Monday, May 08, 2006

Nuclear waste a political problem, not environmental [05may06]

THE worldwide nuclear renaissance is gathering steam. Whereas 10 years ago the environmental lobby was noisy in opposition, today some of the world's highest-profile environmentalists speak very clearly for nuclear power, because they think it represents much less of a problem or threat than global warming.

Doubling the world's nuclear contribution would eliminate at least a quarter of the CO2 emissions from power generation. The fond hopes of the green movement cannot match this.

Nuclear wastes may be a bogey in the public mind, due to irresponsible fearmongering, but in fact they are arguably a distinct positive due to their relatively low quantity and ease of containment, storage and disposal. Other than at the political level, there are no significant problems with safe handling and storage of civil nuclear wastes anywhere in the world.

The resource base for long-term use of nuclear power is excellent. With the new wave of exploration for uranium now getting under way after a long slowdown due to ex-military uranium coming on the market, I would expect known resources to double within a few years.

As custodian of resources needed by the world, Australia has a responsibility to supply them with due care for how they are (or might be) used. In the case of uranium, exports are under both international safeguards arrangements which account for them and their derivatives, and also more stringent bilateral arrangements.

Australia has the option of continuing its present form of uranium exports – the mines selling uranium to the power generating utilities, who then arrange for intermediate processing (notably enrichment). After using the fuel, the waste remains there.
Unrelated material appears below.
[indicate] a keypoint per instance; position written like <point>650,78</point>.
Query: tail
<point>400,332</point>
But there is also the possibility of fuel leasing, whereby supplier countries such as Australia lease nuclear fuel to users internationally and then take the spent fuel back. This is rare today but is proposed as an anti-proliferation measure, most recently by the U.S. and Russia. In this case, provisions would need to be made for it upon return – initially storage.

Then there are several options. One is direct geological disposal after 50 years or so (when over 99 per cent of the original radioactivity has disappeared). Another (as currently proposed by the U.S.) is processing it to recover unused uranium, then all the actinides (including plutonium), and leaving fission products which become waste. The actinide assortment then gets burned to yield energy in special reactors (which could be here or overseas).

Of course the legal and the moral position is that each country is responsible for its own wastes (nuclear and other). Here the wastes are made in the power reactors due to the nuclear fission – they are not simply left over from what we export. However, there is no in-principle problem with being responsible for something but arranging on a mutually agreeable basis for others to handle it – we all do that all the time.

In Europe and North America, energy security is a big issue. In contrast to fossil fuels, several years' supplies of uranium or fabricated fuel can be stored safely, unobtrusively and relatively inexpensively if needed. Energy security was a major factor in Finland's decision to build a fifth nuclear reactor, and it comes even more to the fore in 2006 due to gas supply constraints and threats in Europe.

Meanwhile, Australia provides a quarter of the mined uranium for a world increasingly concerned with the clean and reliable production of large amounts of electricity. South Australia plays a notable role in this and there is opportunity for more.


Ian Hore-Lacy is general manager of the Melbourne-based Uranium Information Centre, and director of public communications for the World Nuclear Association in London.